A curve is given by the equation \(y = \sin (\pi \cos x)\).

Find the coordinates of all the points on the curve for which \(\frac{{{\text{d}}y}}{{{\text{d}}x}} = 0,{\text{ }}0 \leqslant x \leqslant \pi \).

\(\frac{{{\text{d}}y}}{{{\text{d}}x}} =  - \cos (\pi \cos x) \times \pi \sin x\)    M1A1

Note:     Award follow through marks below if their answer is a multiple of the correct answer.

considering either \(\sin x = 0\) or \(\cos (\pi \cos x) = 0\)     (M1)

\(x = 0,{\text{ }}\pi \)    A1

\(\pi \cos x = \frac{\pi }{2},{\text{ }} - \frac{\pi }{2}{\text{ }}\left( { \Rightarrow \cos x = \frac{1}{2}, - \frac{1}{2}} \right)\)    M1

Note:     Condone absence of \( - \frac{\pi }{2}\).

\( \Rightarrow x = \frac{\pi }{3},{\text{ }}\frac{{2\pi }}{3}\)

\((0,{\text{ }}0),{\text{ }}\left( {\frac{\pi }{3},{\text{ 1}}} \right),{\text{ (}}\pi {\text{, 0)}}\)    A1

\(\left( {\frac{{2\pi }}{3},{\text{ }} - 1} \right)\)    A1

[7 marks]

This was not a straight-forward differentiation and it was pleasing to see how many candidates managed to do it correctly.
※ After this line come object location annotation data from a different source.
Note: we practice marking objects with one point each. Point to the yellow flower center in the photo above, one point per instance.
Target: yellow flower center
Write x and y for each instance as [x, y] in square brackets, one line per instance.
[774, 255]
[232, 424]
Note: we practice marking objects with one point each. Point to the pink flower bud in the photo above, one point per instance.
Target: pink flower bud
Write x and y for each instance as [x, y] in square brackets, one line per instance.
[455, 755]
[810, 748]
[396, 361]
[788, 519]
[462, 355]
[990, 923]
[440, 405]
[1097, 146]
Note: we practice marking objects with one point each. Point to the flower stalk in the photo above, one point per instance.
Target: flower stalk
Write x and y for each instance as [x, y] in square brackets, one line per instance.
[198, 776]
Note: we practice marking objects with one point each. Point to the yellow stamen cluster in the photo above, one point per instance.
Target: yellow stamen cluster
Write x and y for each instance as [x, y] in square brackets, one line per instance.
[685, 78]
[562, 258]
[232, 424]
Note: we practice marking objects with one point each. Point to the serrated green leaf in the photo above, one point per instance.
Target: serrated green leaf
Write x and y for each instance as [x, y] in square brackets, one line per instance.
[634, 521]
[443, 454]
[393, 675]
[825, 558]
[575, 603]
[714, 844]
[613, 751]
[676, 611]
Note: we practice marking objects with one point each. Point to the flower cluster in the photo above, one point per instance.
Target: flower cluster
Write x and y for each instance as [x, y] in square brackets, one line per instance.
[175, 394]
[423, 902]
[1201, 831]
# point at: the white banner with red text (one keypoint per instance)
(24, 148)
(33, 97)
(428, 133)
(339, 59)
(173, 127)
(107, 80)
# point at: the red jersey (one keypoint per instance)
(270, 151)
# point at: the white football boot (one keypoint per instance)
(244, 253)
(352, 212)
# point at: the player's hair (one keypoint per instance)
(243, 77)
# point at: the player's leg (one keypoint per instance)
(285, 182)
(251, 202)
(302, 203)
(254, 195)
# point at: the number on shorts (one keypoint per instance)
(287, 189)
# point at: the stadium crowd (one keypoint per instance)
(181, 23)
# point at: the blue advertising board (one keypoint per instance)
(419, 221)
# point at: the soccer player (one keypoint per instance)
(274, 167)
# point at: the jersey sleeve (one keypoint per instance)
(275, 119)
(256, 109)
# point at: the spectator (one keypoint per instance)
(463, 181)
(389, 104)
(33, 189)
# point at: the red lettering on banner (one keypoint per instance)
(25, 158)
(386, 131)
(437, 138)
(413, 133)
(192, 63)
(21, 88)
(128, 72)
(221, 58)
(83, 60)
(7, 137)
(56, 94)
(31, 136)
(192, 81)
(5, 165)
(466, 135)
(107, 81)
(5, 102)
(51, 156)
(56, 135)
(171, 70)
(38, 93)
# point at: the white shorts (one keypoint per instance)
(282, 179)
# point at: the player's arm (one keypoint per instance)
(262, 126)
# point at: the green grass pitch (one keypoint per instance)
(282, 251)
Having done this they found two of the solutions, often three of the solutions, successfully. The final solution was found by only a few candidates. Again candidates lost marks unnecessarily by not close reading the question and realising that they needed both coordinates of the points, not just the \(x\)-coordinates.